Closed Janiczek closed 2 years ago
Just to flag: we have a major change on master renaming "Shrinking" to "Simplifying". Presumably we would want to do the rename on minithesis style fuzzers too if we like them. (I like them!)
I had the same thought when I read your code. I'd say let's wait a bit and see how well minithesis works first, and then take a look. It feels a bit odd to have both, and any fuzzers people have written already would have to be manually ported. If it works as well as I think, I'd be more than happy to switch over to it.
This looks like some great work and it should be incorporated into the library. With, as Harry mentioned, the change from shrinking to simplifying.

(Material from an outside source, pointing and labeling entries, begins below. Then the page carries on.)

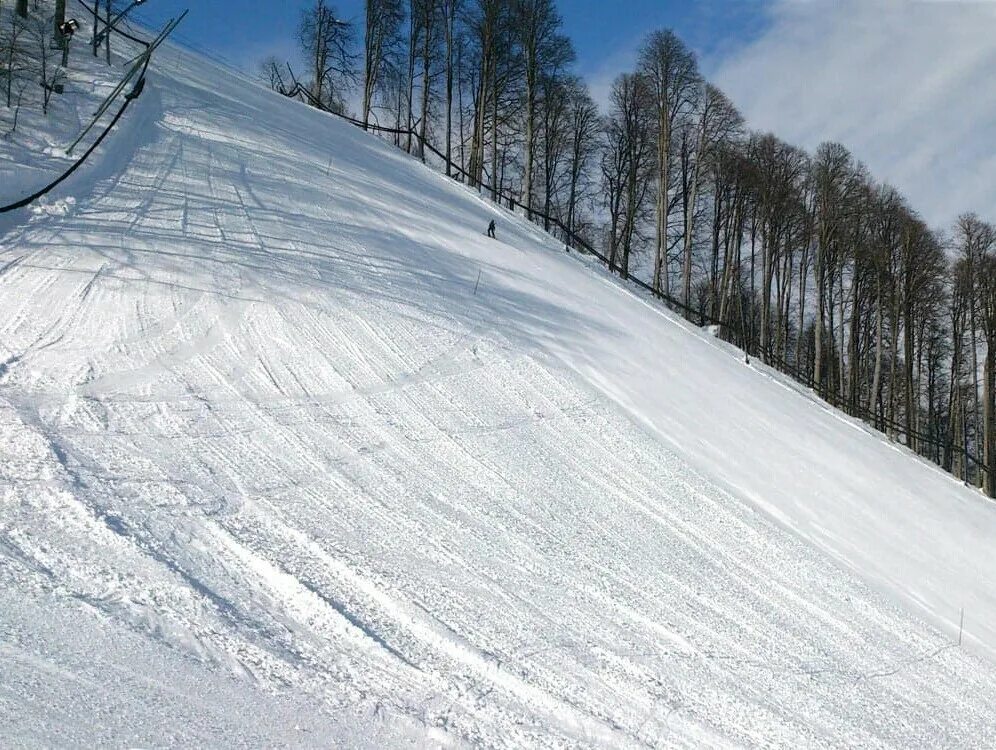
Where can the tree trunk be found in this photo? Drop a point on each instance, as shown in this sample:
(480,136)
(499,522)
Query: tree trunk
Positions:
(989,418)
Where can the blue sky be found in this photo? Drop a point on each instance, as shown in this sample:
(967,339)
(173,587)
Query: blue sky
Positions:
(896,81)
(604,33)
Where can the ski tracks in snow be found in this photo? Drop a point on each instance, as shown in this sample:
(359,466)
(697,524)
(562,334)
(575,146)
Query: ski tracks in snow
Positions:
(231,436)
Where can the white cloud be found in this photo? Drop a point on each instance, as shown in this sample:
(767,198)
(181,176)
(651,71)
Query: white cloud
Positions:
(907,86)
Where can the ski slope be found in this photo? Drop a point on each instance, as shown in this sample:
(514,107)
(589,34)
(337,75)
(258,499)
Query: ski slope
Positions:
(291,454)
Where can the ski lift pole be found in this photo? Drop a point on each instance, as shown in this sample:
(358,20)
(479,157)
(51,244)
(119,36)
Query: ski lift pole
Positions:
(140,66)
(114,22)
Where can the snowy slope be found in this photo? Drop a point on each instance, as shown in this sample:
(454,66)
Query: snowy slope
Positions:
(272,473)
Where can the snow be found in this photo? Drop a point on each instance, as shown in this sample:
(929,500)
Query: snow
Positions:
(273,473)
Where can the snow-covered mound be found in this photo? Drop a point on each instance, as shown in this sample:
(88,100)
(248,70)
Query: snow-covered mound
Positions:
(290,453)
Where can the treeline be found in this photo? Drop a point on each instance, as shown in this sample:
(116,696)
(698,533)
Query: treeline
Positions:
(35,53)
(810,264)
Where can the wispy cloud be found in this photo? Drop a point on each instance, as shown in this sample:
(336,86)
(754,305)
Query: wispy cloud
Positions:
(906,85)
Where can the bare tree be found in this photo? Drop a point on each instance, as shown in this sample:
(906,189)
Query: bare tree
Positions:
(585,142)
(629,165)
(545,52)
(14,61)
(672,71)
(450,10)
(326,41)
(719,121)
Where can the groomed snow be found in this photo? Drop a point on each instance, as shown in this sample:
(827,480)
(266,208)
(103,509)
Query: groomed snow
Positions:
(271,473)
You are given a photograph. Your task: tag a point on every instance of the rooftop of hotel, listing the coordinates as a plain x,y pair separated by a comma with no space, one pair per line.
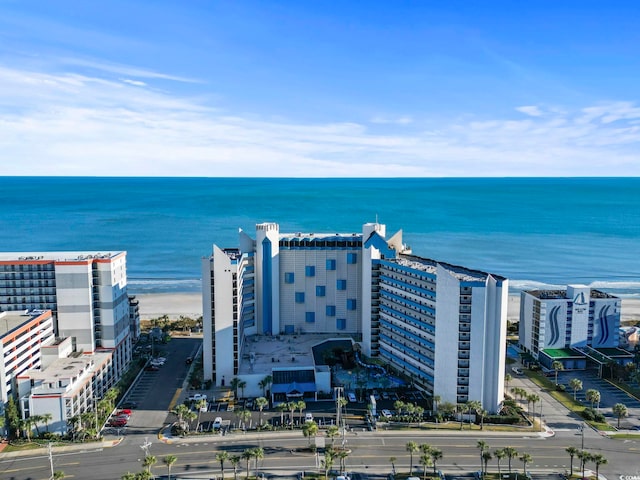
14,319
262,353
55,256
430,266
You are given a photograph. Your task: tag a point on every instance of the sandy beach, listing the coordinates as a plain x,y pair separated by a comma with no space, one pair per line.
190,305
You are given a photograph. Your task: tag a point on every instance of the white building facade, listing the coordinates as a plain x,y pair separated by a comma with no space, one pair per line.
86,291
420,316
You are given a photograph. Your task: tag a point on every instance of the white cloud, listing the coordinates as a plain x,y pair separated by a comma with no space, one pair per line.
72,124
531,110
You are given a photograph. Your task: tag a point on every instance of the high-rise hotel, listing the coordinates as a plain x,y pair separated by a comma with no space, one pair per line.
441,325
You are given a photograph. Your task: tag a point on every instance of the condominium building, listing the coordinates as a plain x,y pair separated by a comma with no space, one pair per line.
570,325
86,291
22,335
420,316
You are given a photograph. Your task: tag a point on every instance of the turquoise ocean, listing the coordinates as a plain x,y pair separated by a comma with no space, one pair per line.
535,231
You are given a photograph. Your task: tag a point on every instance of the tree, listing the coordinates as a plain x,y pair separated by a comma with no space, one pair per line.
599,459
499,454
510,453
435,454
149,461
593,396
575,384
309,429
222,457
425,461
486,456
235,461
557,366
235,383
572,451
619,410
261,402
247,455
482,446
526,458
411,447
169,460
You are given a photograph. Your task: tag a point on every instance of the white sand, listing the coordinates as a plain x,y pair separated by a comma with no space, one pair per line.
190,305
171,304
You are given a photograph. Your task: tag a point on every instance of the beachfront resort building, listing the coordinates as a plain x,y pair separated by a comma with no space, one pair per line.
86,292
577,326
441,326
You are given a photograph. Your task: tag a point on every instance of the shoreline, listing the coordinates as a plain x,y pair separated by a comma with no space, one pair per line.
189,304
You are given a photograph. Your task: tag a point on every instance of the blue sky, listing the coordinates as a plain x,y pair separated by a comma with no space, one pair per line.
320,89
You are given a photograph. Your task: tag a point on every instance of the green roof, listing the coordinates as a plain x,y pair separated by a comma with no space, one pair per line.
562,353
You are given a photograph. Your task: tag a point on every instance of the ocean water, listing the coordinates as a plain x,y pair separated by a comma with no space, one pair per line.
535,231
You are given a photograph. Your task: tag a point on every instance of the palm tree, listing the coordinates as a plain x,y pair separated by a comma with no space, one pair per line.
411,447
575,384
169,460
235,461
235,383
261,402
486,456
619,410
247,455
557,366
572,451
310,429
332,432
526,458
149,461
222,457
435,454
482,445
282,407
499,454
510,452
592,395
598,459
300,405
425,461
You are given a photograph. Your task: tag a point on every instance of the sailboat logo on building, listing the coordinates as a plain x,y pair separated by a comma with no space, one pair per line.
579,299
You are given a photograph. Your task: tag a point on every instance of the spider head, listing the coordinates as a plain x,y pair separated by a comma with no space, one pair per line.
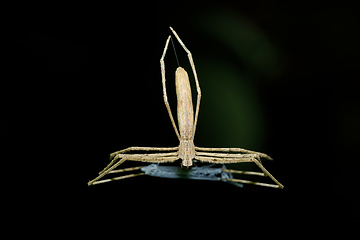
186,164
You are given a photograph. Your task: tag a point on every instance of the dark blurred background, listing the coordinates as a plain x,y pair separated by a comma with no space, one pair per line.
276,78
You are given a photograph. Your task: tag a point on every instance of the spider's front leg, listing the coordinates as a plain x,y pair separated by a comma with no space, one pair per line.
121,156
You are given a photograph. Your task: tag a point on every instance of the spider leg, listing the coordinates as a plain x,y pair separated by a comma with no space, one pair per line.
221,158
195,76
241,150
121,177
154,158
112,155
162,66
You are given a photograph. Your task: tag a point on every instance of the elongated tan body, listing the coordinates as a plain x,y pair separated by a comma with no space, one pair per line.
185,131
185,113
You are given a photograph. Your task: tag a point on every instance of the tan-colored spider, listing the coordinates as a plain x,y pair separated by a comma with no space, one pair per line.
186,151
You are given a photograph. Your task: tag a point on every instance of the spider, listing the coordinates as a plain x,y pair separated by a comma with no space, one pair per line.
186,151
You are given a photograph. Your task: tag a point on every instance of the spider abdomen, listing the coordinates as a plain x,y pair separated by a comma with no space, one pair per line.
184,104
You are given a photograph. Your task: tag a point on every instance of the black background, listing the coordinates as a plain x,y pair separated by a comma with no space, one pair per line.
85,81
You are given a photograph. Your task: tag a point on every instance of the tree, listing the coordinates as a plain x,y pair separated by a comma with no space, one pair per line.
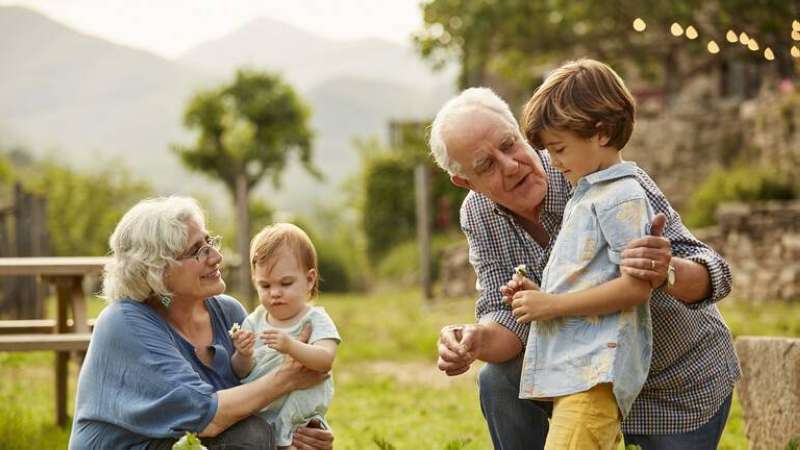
246,131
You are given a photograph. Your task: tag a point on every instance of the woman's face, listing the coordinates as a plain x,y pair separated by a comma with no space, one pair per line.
197,274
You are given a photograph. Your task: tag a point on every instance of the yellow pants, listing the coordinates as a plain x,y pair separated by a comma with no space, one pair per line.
585,421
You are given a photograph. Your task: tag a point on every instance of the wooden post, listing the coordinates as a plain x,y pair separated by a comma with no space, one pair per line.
422,183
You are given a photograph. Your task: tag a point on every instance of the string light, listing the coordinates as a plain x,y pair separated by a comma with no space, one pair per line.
743,38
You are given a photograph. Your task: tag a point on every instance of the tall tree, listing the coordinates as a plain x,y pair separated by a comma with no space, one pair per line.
246,131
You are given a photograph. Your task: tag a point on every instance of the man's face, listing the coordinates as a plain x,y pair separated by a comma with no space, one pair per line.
496,161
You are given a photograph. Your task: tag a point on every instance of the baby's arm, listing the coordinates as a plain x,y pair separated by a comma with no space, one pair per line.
317,356
242,359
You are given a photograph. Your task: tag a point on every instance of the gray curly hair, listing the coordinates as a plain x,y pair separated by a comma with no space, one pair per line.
145,242
473,97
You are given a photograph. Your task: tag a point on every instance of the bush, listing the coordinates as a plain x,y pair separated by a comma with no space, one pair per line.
741,183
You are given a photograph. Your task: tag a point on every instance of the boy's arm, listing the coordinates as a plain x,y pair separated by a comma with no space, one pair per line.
612,296
317,356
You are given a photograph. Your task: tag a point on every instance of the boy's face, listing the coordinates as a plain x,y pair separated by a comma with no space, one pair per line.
283,286
575,156
496,160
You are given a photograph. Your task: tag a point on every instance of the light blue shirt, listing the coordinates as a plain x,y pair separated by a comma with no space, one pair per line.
608,209
141,380
298,407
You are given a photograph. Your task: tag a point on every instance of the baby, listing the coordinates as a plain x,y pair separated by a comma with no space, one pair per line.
283,262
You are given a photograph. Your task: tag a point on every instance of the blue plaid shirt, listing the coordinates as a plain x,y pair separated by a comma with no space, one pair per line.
693,367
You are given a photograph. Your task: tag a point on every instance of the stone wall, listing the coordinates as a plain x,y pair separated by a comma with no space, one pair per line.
761,242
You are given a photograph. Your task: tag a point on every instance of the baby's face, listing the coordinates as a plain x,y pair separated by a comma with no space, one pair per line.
283,285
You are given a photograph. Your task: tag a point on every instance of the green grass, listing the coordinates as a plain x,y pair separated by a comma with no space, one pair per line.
389,394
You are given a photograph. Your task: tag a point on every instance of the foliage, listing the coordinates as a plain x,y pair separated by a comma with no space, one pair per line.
388,206
83,208
246,130
740,183
517,40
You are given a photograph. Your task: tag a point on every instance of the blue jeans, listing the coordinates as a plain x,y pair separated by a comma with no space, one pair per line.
516,423
704,438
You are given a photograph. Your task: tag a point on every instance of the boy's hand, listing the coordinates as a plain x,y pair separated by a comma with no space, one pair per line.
278,340
244,341
533,305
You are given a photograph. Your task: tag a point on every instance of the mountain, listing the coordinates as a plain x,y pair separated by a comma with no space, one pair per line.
88,102
307,59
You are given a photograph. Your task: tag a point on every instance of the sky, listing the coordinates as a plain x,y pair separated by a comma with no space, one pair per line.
170,27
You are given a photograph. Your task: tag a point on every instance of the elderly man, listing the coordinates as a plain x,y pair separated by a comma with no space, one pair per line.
512,216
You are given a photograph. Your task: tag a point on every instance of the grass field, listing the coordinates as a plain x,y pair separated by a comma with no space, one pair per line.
388,391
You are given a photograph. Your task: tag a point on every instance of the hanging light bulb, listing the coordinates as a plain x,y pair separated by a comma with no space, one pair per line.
743,38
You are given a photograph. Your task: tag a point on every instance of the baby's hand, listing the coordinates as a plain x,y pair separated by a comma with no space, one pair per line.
278,340
244,341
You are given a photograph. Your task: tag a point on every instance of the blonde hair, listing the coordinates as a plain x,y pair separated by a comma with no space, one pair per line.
480,97
274,237
585,97
145,242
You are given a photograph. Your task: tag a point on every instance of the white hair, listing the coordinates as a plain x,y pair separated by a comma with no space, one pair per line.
469,98
145,242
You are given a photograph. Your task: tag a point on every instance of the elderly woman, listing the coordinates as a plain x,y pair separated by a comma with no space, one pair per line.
159,361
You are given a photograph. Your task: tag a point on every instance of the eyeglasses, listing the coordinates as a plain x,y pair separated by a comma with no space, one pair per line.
202,253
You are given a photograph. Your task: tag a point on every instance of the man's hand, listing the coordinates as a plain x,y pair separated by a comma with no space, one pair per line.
648,258
458,348
517,284
277,340
244,341
533,305
306,438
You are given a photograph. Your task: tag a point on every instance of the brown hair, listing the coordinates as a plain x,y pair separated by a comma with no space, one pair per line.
272,238
585,97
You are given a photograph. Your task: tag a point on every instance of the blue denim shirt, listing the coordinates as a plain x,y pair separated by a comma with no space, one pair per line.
608,209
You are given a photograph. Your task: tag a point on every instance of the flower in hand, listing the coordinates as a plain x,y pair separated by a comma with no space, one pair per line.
278,340
532,305
244,341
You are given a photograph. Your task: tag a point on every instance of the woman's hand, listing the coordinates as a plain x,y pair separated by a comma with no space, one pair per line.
306,438
244,341
528,306
277,340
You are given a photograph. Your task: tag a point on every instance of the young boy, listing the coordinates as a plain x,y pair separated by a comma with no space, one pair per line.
286,276
591,367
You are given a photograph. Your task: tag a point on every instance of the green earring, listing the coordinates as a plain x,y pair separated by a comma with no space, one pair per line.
166,300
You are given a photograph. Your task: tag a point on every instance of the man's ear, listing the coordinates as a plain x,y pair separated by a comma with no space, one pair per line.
460,182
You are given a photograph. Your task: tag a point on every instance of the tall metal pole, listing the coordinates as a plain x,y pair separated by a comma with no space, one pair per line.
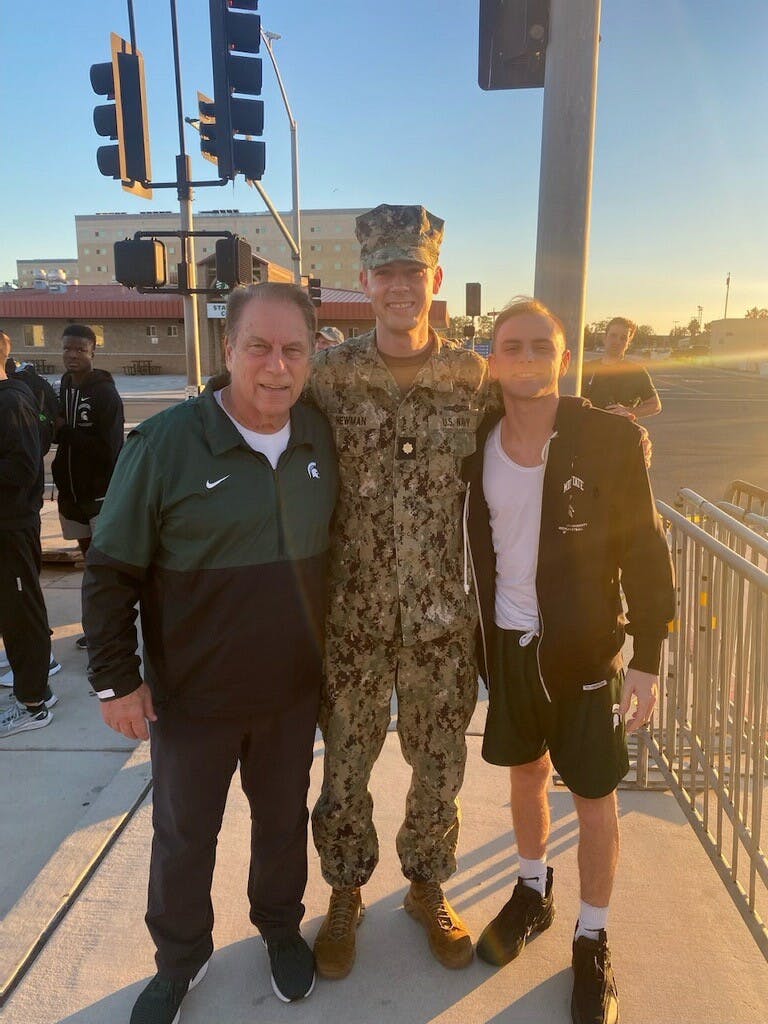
296,256
565,183
187,265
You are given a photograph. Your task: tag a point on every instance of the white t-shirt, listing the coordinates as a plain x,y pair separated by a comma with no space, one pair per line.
513,495
271,445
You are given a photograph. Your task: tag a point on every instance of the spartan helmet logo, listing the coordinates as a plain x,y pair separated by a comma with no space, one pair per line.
616,717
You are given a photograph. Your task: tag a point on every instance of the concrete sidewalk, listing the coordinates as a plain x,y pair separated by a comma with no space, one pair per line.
75,839
681,952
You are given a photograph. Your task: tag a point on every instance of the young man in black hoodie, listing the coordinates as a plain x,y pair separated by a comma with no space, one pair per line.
89,434
23,617
560,511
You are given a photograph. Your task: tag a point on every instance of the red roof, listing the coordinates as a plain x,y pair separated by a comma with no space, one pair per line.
90,302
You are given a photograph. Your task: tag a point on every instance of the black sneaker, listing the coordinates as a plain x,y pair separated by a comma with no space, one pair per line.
523,913
292,966
161,1000
595,998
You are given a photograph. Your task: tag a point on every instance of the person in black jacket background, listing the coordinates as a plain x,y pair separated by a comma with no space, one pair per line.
560,513
89,435
23,617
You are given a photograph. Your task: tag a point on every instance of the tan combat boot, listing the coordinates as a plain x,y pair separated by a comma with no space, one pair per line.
334,947
449,938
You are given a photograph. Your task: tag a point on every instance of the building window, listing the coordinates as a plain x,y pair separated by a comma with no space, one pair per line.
34,335
99,333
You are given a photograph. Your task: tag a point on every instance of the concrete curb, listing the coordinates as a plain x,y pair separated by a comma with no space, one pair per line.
37,914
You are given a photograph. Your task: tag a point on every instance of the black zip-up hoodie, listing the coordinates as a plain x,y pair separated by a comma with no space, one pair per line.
599,527
91,437
20,464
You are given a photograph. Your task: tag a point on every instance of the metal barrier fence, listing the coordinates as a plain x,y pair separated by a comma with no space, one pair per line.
710,729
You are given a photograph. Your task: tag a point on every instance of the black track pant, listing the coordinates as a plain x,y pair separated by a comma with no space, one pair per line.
194,760
24,621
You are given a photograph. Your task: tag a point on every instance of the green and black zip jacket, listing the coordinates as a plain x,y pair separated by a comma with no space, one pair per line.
225,556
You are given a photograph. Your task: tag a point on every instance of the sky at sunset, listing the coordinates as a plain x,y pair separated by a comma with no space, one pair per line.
389,110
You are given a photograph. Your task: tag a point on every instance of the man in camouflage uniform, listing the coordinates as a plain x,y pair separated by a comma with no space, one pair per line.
403,406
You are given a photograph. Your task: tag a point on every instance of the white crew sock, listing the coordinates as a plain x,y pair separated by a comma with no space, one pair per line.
534,873
592,920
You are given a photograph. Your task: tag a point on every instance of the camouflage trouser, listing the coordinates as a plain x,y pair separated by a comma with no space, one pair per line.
436,685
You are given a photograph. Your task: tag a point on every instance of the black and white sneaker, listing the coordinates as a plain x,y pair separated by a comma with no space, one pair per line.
161,1001
595,998
292,967
17,718
523,913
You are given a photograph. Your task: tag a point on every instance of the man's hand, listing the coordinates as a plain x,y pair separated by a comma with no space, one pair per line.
647,445
644,687
621,411
129,714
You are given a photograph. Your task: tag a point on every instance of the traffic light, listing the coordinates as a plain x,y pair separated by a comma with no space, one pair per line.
236,38
140,263
233,261
473,299
513,43
125,120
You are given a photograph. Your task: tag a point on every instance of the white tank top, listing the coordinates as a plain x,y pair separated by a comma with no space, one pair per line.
513,495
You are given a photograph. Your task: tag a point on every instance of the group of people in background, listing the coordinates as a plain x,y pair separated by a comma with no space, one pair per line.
85,421
328,523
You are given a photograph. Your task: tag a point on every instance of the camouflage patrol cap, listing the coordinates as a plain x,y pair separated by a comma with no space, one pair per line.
391,232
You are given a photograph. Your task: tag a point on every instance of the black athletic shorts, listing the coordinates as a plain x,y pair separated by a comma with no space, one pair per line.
583,731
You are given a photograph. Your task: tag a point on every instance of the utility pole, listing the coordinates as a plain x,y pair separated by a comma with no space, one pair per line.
565,183
189,271
268,38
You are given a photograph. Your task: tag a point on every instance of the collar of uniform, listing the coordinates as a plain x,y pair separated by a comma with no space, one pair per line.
436,375
221,433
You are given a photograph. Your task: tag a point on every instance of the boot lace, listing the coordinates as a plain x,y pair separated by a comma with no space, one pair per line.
341,911
434,900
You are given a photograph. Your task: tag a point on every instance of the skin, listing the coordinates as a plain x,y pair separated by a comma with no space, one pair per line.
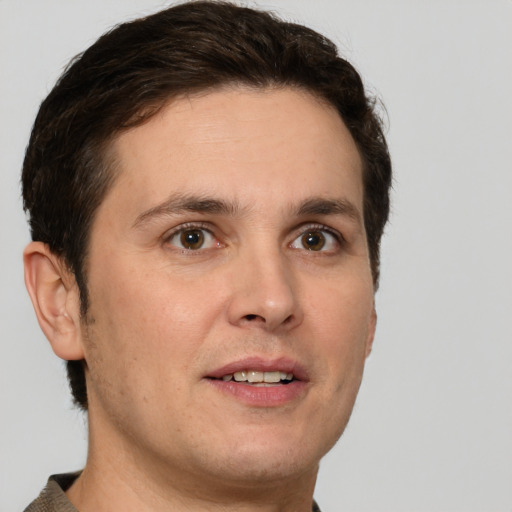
162,318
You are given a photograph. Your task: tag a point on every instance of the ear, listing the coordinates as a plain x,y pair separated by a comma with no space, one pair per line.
55,297
372,325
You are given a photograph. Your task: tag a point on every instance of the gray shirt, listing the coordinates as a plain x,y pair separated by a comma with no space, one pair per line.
54,499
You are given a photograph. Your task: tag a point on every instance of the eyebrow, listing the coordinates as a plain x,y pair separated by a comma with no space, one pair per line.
322,206
180,203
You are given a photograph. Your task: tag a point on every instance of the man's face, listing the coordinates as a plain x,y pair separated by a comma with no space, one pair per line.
232,243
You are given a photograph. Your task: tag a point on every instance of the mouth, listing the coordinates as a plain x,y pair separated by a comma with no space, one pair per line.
260,378
261,383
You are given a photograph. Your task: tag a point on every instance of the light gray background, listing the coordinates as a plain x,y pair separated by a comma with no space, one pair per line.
432,426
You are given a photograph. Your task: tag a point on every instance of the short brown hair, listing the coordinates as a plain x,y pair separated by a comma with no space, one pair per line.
130,72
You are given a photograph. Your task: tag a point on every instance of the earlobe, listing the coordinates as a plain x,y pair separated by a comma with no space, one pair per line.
54,294
371,331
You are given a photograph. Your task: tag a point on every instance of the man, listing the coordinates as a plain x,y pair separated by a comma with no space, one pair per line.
207,189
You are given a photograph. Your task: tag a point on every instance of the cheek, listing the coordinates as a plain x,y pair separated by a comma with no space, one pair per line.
341,319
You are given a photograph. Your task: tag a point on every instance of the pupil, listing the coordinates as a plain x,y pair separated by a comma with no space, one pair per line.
192,239
313,240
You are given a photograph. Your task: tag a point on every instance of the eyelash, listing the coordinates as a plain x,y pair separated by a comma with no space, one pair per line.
301,230
338,237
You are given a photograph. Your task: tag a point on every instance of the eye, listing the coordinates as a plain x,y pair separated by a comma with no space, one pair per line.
316,239
192,239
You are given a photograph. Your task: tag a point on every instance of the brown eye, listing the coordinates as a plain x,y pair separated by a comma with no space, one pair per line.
318,239
192,239
313,240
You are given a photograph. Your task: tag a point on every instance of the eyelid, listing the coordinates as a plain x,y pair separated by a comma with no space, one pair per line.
203,226
314,226
322,227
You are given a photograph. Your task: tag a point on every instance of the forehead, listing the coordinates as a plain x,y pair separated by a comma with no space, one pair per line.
241,144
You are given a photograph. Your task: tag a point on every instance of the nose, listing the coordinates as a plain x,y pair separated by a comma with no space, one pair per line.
265,293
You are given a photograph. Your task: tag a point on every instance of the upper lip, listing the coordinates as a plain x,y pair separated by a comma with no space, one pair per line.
283,364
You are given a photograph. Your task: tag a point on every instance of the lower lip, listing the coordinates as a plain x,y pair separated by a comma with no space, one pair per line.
267,396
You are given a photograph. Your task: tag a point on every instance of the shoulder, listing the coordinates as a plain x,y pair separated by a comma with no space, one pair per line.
53,497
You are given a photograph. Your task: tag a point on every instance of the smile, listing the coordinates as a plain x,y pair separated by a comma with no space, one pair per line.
259,378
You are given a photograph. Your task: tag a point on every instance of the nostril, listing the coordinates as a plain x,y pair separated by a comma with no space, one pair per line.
252,317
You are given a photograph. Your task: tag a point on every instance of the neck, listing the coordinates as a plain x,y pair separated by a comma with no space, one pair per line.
121,476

The current implementation is workable, but it definitely has issues and I'm not worried about replacing it outright. It sounds like David McIver, who wrote the Hypothesis article, has done a lot of thought on this matter I can believe him when he says to do it his way. Also, I've been dropping out of the community (nothing wrong with you folks or the language, "it's not you it's me") so passing the torch sounds like a good idea regardless.
You should know, @Janiczek, that you're signing up to be the person who maintains all of this. I can't give you write access this repo but it's probably time for that to happen.
@mgold Thanks for the kind words!
Who are the current maintainers of this library then? Was it just you, or also @drathier / @rtfeldman / etc? I don't see into the structure, and there is no MAINTAINERS
file or humans.txt
or CODEOWNERS
or any similar file to learn this from.
Also who has the admin/write rights then? Considering the elm-explorations
org this is under, probably @evancz?
I think if I'm about to take over, I would like to share the maintainer responsibility with someone. My thought was to write this generating+shrinking logic again from scratch with somebody, explaining what I've learned when porting that library along the way. (The core of the current Janiczek/elm-minithesis
code is largely done in a "port as closely as possible" way, I'm sure we could find nicer / more idiomatic ways to do things.)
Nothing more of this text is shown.